24. Lessons Learned : Architecture
(don’t repeat our mistakes)
— If Collectd metrics are not being reported often enough
— Insufficient ReadThreads – too many source plugins
— Insufficient WriteThreads – queue building up, metrics
dropped at random to compensate
— CollectdParentPlugin uses a single synchronized socket
connection.
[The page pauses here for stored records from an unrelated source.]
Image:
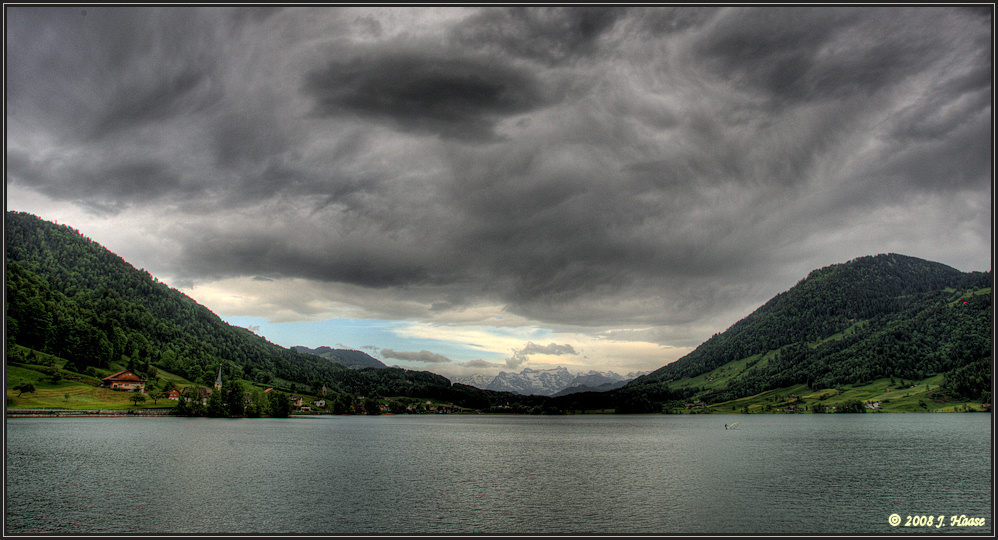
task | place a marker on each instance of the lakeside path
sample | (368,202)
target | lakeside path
(62,413)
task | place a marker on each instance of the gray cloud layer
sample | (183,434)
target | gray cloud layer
(582,166)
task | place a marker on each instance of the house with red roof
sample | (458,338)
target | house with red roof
(124,380)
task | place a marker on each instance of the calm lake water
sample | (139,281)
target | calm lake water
(444,474)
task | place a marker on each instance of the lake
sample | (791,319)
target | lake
(480,474)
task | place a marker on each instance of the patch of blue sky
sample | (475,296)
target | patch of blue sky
(360,334)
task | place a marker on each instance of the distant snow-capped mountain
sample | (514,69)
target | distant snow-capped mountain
(547,382)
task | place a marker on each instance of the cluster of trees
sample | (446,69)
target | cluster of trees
(897,316)
(70,297)
(892,315)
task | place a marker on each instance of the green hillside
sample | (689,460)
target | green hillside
(872,321)
(76,312)
(71,299)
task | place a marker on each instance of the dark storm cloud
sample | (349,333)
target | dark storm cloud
(549,34)
(102,186)
(807,53)
(111,70)
(423,356)
(456,98)
(578,166)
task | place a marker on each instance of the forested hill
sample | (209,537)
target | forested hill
(879,316)
(347,357)
(71,297)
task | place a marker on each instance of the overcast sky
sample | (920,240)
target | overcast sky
(462,190)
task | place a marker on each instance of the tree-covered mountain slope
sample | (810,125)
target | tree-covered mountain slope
(873,317)
(70,297)
(348,357)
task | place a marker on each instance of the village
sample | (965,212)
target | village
(128,380)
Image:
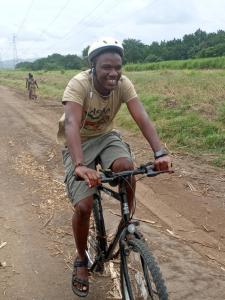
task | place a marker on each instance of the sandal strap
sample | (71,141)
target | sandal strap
(81,281)
(81,263)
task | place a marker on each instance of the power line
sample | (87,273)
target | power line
(65,36)
(25,17)
(56,17)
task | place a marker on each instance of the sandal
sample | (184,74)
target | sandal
(76,280)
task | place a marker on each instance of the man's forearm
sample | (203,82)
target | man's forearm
(148,130)
(74,143)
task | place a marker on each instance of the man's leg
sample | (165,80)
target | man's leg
(80,225)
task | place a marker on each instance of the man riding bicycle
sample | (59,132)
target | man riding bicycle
(91,101)
(31,85)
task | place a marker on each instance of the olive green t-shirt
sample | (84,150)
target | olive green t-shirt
(98,111)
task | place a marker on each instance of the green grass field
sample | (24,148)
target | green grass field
(187,106)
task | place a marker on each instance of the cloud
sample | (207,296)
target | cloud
(166,12)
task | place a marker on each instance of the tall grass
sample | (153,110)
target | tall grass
(187,106)
(200,63)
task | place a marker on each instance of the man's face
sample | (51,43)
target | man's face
(108,70)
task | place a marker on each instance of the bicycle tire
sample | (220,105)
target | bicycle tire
(95,242)
(140,275)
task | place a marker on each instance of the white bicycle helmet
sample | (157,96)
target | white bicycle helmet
(104,44)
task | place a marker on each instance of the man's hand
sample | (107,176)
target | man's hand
(91,176)
(163,163)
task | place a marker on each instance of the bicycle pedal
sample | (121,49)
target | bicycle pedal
(135,222)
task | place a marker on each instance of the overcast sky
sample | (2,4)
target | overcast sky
(42,27)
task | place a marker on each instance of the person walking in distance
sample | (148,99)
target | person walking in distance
(31,85)
(91,101)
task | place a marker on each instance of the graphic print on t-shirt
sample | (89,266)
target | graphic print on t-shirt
(96,119)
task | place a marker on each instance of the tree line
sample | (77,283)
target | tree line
(199,44)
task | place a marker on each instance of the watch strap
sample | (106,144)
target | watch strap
(160,153)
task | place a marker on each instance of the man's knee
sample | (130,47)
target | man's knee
(84,207)
(122,164)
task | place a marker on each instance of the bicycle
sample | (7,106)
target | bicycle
(140,276)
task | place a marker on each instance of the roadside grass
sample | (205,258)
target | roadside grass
(197,63)
(187,106)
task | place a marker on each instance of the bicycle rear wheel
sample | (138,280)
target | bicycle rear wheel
(96,238)
(140,275)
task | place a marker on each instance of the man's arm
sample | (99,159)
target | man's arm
(147,128)
(73,114)
(73,117)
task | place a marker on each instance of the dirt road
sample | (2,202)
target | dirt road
(186,211)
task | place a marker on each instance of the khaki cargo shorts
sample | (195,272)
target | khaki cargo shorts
(105,149)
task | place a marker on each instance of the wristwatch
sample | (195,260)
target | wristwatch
(79,165)
(160,153)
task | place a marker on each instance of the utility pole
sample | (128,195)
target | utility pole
(15,58)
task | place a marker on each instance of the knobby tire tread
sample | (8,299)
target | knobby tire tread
(150,261)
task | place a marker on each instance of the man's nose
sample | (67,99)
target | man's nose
(113,72)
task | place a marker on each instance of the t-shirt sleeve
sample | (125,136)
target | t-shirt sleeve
(74,92)
(128,91)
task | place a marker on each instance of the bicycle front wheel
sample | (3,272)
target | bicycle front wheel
(140,275)
(96,242)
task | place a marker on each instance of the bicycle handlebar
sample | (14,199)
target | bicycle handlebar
(108,176)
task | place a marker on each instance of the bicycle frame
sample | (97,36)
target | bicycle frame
(107,252)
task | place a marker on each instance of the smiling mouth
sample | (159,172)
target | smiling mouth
(112,82)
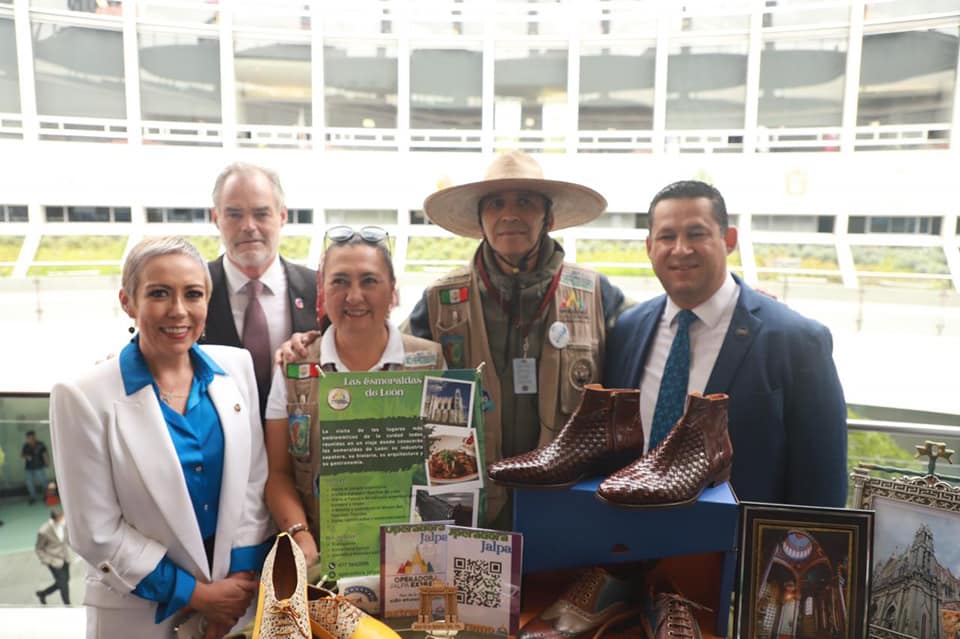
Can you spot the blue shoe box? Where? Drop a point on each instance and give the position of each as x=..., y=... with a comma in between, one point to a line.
x=573, y=528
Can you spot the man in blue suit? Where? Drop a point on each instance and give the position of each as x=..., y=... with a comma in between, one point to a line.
x=787, y=415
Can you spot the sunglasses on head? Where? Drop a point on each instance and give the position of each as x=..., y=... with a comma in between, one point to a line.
x=343, y=233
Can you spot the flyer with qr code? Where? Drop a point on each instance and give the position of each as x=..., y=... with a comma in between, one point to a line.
x=402, y=446
x=411, y=556
x=485, y=566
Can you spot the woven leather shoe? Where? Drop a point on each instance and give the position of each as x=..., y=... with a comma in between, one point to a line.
x=670, y=616
x=591, y=604
x=282, y=602
x=697, y=453
x=334, y=617
x=602, y=434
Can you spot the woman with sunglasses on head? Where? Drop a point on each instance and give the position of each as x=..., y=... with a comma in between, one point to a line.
x=356, y=289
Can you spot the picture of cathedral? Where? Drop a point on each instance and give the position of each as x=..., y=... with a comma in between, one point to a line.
x=916, y=590
x=803, y=592
x=447, y=401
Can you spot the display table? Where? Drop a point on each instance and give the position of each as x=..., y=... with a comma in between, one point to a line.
x=572, y=528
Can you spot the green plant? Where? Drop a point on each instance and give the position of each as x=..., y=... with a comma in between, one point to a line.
x=10, y=248
x=295, y=247
x=80, y=248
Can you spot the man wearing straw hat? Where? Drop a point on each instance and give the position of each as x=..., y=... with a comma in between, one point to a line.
x=539, y=324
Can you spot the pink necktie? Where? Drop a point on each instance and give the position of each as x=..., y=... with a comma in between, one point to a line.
x=256, y=336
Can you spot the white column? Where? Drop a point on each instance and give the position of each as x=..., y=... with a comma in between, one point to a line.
x=665, y=19
x=401, y=23
x=131, y=73
x=851, y=90
x=754, y=53
x=318, y=129
x=228, y=78
x=848, y=270
x=28, y=91
x=487, y=89
x=573, y=78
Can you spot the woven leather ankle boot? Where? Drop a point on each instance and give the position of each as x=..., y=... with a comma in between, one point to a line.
x=697, y=453
x=282, y=603
x=604, y=430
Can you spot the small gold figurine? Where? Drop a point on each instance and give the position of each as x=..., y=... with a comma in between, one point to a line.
x=447, y=627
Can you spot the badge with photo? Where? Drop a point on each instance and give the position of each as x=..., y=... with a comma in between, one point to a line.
x=916, y=570
x=804, y=572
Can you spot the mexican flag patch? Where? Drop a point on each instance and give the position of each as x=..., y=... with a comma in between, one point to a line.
x=454, y=295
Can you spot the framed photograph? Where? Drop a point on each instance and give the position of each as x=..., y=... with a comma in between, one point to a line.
x=916, y=567
x=804, y=572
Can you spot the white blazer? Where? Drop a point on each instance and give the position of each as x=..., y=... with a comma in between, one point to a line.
x=125, y=496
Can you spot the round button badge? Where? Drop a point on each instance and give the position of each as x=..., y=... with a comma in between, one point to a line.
x=559, y=335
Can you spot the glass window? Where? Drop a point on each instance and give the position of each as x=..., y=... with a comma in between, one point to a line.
x=197, y=215
x=709, y=15
x=616, y=86
x=361, y=84
x=635, y=19
x=70, y=84
x=360, y=17
x=445, y=88
x=9, y=74
x=883, y=9
x=900, y=259
x=300, y=216
x=706, y=85
x=801, y=81
x=908, y=77
x=610, y=219
x=273, y=82
x=176, y=12
x=806, y=256
x=531, y=17
x=530, y=86
x=288, y=15
x=17, y=214
x=787, y=223
x=440, y=18
x=100, y=7
x=179, y=76
x=353, y=217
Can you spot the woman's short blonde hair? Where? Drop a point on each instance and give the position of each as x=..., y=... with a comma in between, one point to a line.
x=151, y=247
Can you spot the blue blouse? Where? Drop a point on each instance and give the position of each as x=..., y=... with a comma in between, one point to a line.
x=197, y=437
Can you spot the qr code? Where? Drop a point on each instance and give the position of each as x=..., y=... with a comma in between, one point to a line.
x=478, y=582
Increasing write threads is inconsequential.
— (See Issue #156)
— HAProxy does not handle UDP connections
— (nginx is a possible solution)
— Make sure that your NSQPipe process reconnects to Timely
on communication error
— Monitor ingest / query performance using Timely’s internal
metrics
25. Lessons Learned : Compactions
(don’t repeat our mistakes)
— Watch your compactions / compaction ratio
— HDFS ran out of space multiple times
— Accumulo killed with too many compactions
— Compaction Ratio was tricky to get right
— Full table compactions worked well
26. Lessons Learned : HDFS
(don’t repeat our mistakes)
— iostat is your friend.
— Multiple spindles often necessary
— Understand your configuration
27. Lessons Learned: Metrics
(don’t repeat our mistakes)
— Review and Cull Metrics
— You can track everything…
— ...but it doesn’t mean you should
— (do you really need stats for lo0)?
— I heard you like metrics...
— ...so I put some metrics on your metrics.